The figure above is an example of one value-chain that can be associated with a cognitive radio system. The value generating elements in this chain include cognitive functionality, dynamic spectrum access, ease of communication, and abilities to develop and deploy new applications and services with relative ease compared to a traditional fixed-architecture system model. The cognitive functionality element of this chain offers value by combining awareness, decision-making and learning capabilities with the ability to rapidly implement change in both reactive and preemptive modes of operation based on current and historical knowledge of the user’s habits and anticipated communications needs. This allows the burden of modification and optimization of the system performance to be moved away from the user to the device itself.



Cognitive functionality also provides a way to work around and fix faults that may develop in the device. In addition, this functionality can help maximize the operating lifetime of the device itself by attempting to reach a compromise between the available node resources (e.g. remaining energy, available spectrum, RF hardware) and communications demands placed on the device by the user. The value that can be derived from a more dynamic approach to spectrum access as featured in the second element of the figure above, is that the probability of successful wireless communication can increase dramatically. Dynamic spectrum access techniques combined with cognitive functionality offer a means of exploiting unused or under-utilized whitespace spectrum segments while attempting to ensure that incumbent and non-cooperative users experience minimal interference.

This ability enables the cognitive node to take advantage of the geographical and time-of-day variations in spectrum usage patterns for its own needs. From the user’s perspective, the ability to communicate becomes a feature that is taken for granted as the underlying cognitive functionality and dynamic spectrum access technologies can automatically manage the spectrum access requirements. The third element of this value-chain is therefore the ease of communication that users can experience regardless of the geographical location, movement patterns, time of day, and user’s technical knowledge (or lack thereof). The fourth and final element in this simplified value-chain is the value that can be derived by combining all of these features to enable both the service providers and users to quickly develop and deploy innovative revenue-generating services and applications. These new services can be both pushed onto the market by the service provider or user, and optimized quickly based on the subscriber’s interest in these services in order to maximize the generated revenue.

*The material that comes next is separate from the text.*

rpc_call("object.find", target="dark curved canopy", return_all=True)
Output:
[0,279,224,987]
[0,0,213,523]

In addition to the consumers, other non-consuming customers such as a telecommunications regulator may get value from the chain. The regulator gains utility from the creation of a telecommunications regime that meets the defined regulatory standards, which may be considered a measure of societal value. For example, frequency spectrum regulators may reserve spectrum for emergency services because of the value of such services to society. Communications regulators also impose terms and conditions on telecommunication network operators as regards the percentage of the population covered by basic services such as mobile voice connectivity.